Stablecoins ‘could come under existing regulation’

Existing securities rules could apply to digital currency initiatives, like Facebook’s Libra, to help realise its benefits, according to International Organization of Securities Commissions (IOSCO).

At its meeting on 30 October, the regulator’s board met to consider the risks and benefits arising from ‘stablecoin’ initiatives with a potential global reach, and how securities market regulation may apply to such initiatives.

After examining several stablecoin initiatives, the board acknowledged that they can potentially offer benefits to market participants, consumers and investors.

“However, it is also aware of potential risks in a number of areas, including consumer protection, market integrity, transparency, conflicts of interest and financial crime, as well as potential systemic risks,” read a statement.

A stablecoin is a digital currency tied to a ‘stable’ asset or basket of assets. Facebook’s plan is to peg Libra to bank deposits and government securities across several major currencies. However, the social media giant’s proposals have raised concerns around consumer protection, money laundering and disruption to traditional monetary systems.

To support its discussions, the IOSCO FinTech Network produced an assessment of how existing IOSCO principles and standards could apply to global stablecoin initiatives.

This concluded that a case-by-case approach is needed to establish which rules, and national regulatory regimes, would apply.

A detailed understanding of how the particular proposed stablecoin is expected to operate is therefore needed, including the rights and obligations it confers on participants and the continuing obligations of the sponsor, noted the statement.

Ashley Alder, chair of the IOSCO board, said: “Our analysis has shown that so-called ‘stablecoins’ can include features that are typical of regulated securities – this means IOSCO principles and standards may apply to stablecoins depending on how they are structured, including those related to disclosure, registration, reporting and liability for sponsors and distributors.”

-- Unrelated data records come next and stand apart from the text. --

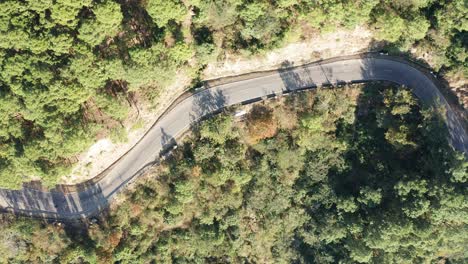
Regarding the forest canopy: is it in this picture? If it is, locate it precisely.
[0,84,468,264]
[0,0,468,188]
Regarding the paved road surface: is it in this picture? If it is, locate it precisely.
[0,57,468,219]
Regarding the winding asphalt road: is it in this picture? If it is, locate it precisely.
[0,56,468,219]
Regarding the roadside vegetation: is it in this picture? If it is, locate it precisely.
[0,0,468,188]
[0,84,468,264]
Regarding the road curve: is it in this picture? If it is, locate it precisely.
[0,56,468,219]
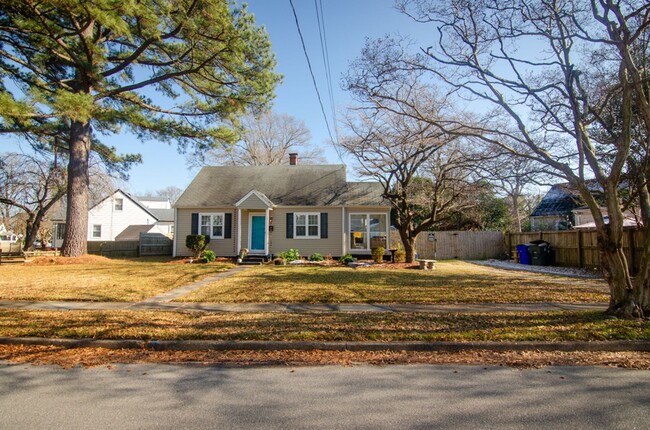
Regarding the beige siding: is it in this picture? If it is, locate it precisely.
[239,194,268,210]
[271,207,343,257]
[175,208,237,257]
[339,207,391,255]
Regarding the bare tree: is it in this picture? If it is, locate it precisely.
[156,185,183,204]
[349,0,650,317]
[341,97,465,262]
[476,145,550,232]
[188,112,324,166]
[0,152,67,249]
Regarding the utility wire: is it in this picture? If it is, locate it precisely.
[289,0,343,161]
[314,0,345,164]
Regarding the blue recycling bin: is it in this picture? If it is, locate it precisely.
[517,245,531,264]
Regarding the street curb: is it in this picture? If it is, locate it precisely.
[0,337,650,352]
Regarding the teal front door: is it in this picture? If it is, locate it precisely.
[250,215,266,252]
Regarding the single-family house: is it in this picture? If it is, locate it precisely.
[530,183,584,231]
[530,181,638,231]
[52,189,174,248]
[174,158,390,257]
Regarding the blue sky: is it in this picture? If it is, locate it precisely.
[6,0,431,195]
[105,0,426,194]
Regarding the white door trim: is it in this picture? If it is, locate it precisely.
[248,212,269,255]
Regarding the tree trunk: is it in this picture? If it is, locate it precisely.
[61,122,92,257]
[23,212,38,250]
[597,225,643,318]
[398,228,415,263]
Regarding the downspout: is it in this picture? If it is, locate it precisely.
[236,208,241,257]
[172,208,178,258]
[341,206,347,257]
[264,208,271,255]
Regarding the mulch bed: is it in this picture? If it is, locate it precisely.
[25,254,112,266]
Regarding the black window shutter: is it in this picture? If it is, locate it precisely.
[320,212,327,239]
[190,213,199,234]
[223,214,232,239]
[287,212,293,239]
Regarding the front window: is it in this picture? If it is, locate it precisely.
[350,214,388,250]
[56,223,65,240]
[294,213,320,239]
[199,214,224,239]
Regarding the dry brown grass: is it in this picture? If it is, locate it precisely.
[0,345,650,370]
[0,255,233,302]
[179,261,609,303]
[0,310,650,342]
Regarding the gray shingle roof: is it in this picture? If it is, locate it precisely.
[147,208,174,222]
[174,165,386,208]
[115,224,153,242]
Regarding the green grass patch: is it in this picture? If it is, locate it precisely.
[0,310,650,342]
[178,261,609,303]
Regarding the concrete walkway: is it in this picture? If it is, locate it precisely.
[139,266,252,304]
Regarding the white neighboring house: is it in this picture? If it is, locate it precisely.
[52,189,174,248]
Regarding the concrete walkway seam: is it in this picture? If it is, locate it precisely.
[140,266,251,303]
[0,337,650,352]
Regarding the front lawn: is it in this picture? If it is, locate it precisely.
[178,261,609,303]
[0,310,650,342]
[0,256,233,302]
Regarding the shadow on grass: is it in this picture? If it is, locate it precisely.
[0,311,650,342]
[180,265,608,303]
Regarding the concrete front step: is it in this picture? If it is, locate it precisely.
[0,255,27,264]
[237,255,265,266]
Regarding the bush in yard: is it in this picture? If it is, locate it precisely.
[339,254,354,264]
[280,248,300,263]
[370,246,386,263]
[395,244,406,263]
[203,249,217,263]
[185,234,207,258]
[309,252,324,261]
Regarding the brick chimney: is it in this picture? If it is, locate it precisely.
[289,152,298,166]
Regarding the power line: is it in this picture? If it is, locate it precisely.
[289,0,343,165]
[314,0,341,152]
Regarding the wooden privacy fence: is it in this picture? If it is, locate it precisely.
[391,231,506,260]
[140,233,174,257]
[88,233,173,257]
[88,240,140,257]
[507,229,646,273]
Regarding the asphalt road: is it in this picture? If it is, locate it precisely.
[0,364,650,429]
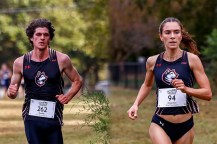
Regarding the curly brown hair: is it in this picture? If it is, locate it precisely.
[26,18,55,46]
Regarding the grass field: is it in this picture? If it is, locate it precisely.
[110,88,217,144]
[0,98,94,144]
[0,87,217,144]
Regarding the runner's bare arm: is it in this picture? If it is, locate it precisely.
[57,52,82,104]
[7,57,23,99]
[175,53,212,100]
[128,55,157,120]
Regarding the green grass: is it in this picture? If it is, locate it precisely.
[0,98,95,144]
[109,87,217,144]
[0,87,217,144]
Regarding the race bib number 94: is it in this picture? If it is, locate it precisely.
[158,88,187,107]
[29,99,56,118]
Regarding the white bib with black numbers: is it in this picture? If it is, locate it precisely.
[29,99,56,118]
[158,88,187,107]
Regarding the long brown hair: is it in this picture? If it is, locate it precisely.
[159,17,200,55]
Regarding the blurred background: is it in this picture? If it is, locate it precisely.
[0,0,217,91]
[0,0,217,143]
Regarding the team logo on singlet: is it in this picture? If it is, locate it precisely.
[35,71,48,87]
[162,68,179,85]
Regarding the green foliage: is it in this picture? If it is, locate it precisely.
[202,29,217,61]
[202,29,217,93]
[81,90,110,144]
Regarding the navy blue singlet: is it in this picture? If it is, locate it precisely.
[22,49,64,125]
[154,51,199,115]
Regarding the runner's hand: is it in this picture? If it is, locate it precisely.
[127,105,138,120]
[7,84,18,99]
[56,94,70,104]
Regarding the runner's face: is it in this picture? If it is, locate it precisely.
[31,27,50,50]
[160,22,182,49]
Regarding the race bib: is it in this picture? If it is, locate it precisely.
[29,99,56,118]
[158,88,187,107]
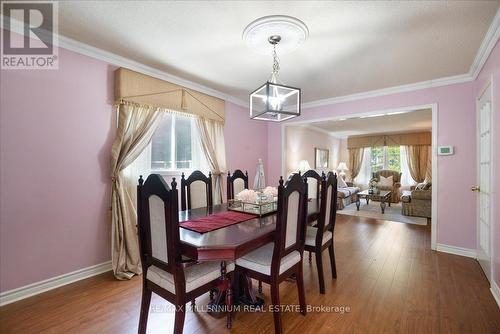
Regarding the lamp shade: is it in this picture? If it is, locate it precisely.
[337,161,349,172]
[297,160,311,173]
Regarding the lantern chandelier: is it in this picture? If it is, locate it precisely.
[243,15,309,122]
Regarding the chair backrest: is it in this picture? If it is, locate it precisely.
[137,174,181,277]
[227,169,248,200]
[271,174,307,272]
[181,170,213,211]
[316,172,337,245]
[302,169,321,199]
[373,169,402,183]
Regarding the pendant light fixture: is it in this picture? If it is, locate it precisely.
[243,16,309,122]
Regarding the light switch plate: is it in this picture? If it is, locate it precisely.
[438,146,453,155]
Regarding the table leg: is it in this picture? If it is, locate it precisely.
[235,273,264,307]
[208,261,233,329]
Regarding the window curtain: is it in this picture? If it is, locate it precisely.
[354,147,372,188]
[406,145,432,182]
[349,147,365,180]
[111,102,163,279]
[399,146,416,189]
[196,117,226,204]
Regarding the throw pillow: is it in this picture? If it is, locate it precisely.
[377,175,394,187]
[337,176,347,188]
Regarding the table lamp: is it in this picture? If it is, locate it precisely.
[337,161,349,180]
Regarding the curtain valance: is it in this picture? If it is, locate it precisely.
[115,67,225,124]
[347,132,432,149]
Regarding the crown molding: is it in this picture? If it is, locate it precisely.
[300,124,340,139]
[2,14,248,107]
[2,8,500,109]
[302,74,473,109]
[469,7,500,80]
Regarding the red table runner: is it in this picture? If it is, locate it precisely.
[179,211,257,233]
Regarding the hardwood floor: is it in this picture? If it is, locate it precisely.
[0,215,500,334]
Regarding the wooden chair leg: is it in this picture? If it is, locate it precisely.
[191,299,196,312]
[297,261,307,315]
[138,287,153,334]
[271,282,282,334]
[315,250,325,295]
[174,304,186,334]
[328,242,337,278]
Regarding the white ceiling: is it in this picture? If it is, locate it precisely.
[307,109,432,138]
[59,1,500,102]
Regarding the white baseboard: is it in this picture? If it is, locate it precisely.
[490,278,500,307]
[0,261,112,306]
[436,243,476,259]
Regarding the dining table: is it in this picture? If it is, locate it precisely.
[179,199,319,328]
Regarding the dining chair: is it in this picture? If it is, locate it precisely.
[181,170,213,211]
[227,169,248,200]
[304,172,337,294]
[236,174,307,333]
[137,174,234,334]
[302,169,325,200]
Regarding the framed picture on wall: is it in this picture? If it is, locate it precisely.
[314,147,330,169]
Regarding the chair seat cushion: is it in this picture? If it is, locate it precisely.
[236,242,300,275]
[306,226,333,246]
[146,261,234,294]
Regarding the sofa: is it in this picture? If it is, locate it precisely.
[401,183,432,218]
[370,169,401,203]
[337,182,359,210]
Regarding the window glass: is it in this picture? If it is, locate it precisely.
[175,117,193,169]
[386,146,401,172]
[371,146,384,173]
[151,114,173,169]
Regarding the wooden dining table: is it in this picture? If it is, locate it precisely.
[179,199,319,328]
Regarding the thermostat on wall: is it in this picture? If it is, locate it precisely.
[438,146,453,155]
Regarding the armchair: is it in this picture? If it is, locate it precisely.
[370,170,401,203]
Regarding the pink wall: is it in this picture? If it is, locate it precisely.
[0,49,267,291]
[268,82,476,248]
[224,102,267,187]
[474,42,500,286]
[0,49,115,291]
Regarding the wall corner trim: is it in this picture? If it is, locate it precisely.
[436,243,476,259]
[0,261,112,306]
[490,278,500,307]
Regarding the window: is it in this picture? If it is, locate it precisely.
[371,146,401,172]
[151,113,207,171]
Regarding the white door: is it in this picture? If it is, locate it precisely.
[472,82,492,280]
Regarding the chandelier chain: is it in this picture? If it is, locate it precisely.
[273,44,280,75]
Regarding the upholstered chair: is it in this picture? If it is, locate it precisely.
[227,169,248,200]
[181,170,213,211]
[302,169,324,200]
[137,174,234,334]
[236,174,307,333]
[304,172,337,294]
[370,169,401,203]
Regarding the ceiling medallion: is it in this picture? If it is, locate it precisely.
[243,15,309,122]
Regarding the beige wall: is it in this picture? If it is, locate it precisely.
[285,126,347,174]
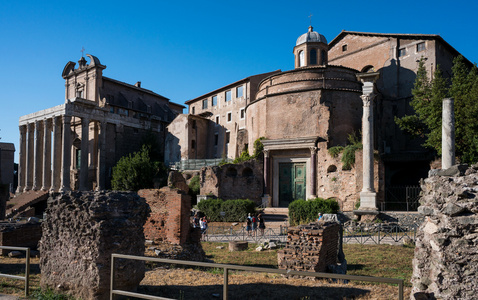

IOSCO pointed out that initiatives like Libra are “rightly subject to significant international and public scrutiny” and it agreed with the recent G20 statement that global stablecoins with potential systemic footprints give rise to a set of serious public policy and regulatory risks.

“We therefore encourage international collaboration, so the risks relating to stablecoins can be identified and mitigated, and the potential benefits realised,” IOSCO stated.

The recent G7 Report outlined a number of concerns and IOSCO promised to participate fully in the Financial Stability Board’s follow-up work, working closely with other standard setting bodies to ensure a coordinated response.

It is important that those seeking to launch stablecoins, particularly proposals with potential global scale, engage openly and constructively with all relevant regulatory bodies where they may be seeking to operate,” the statement concluded.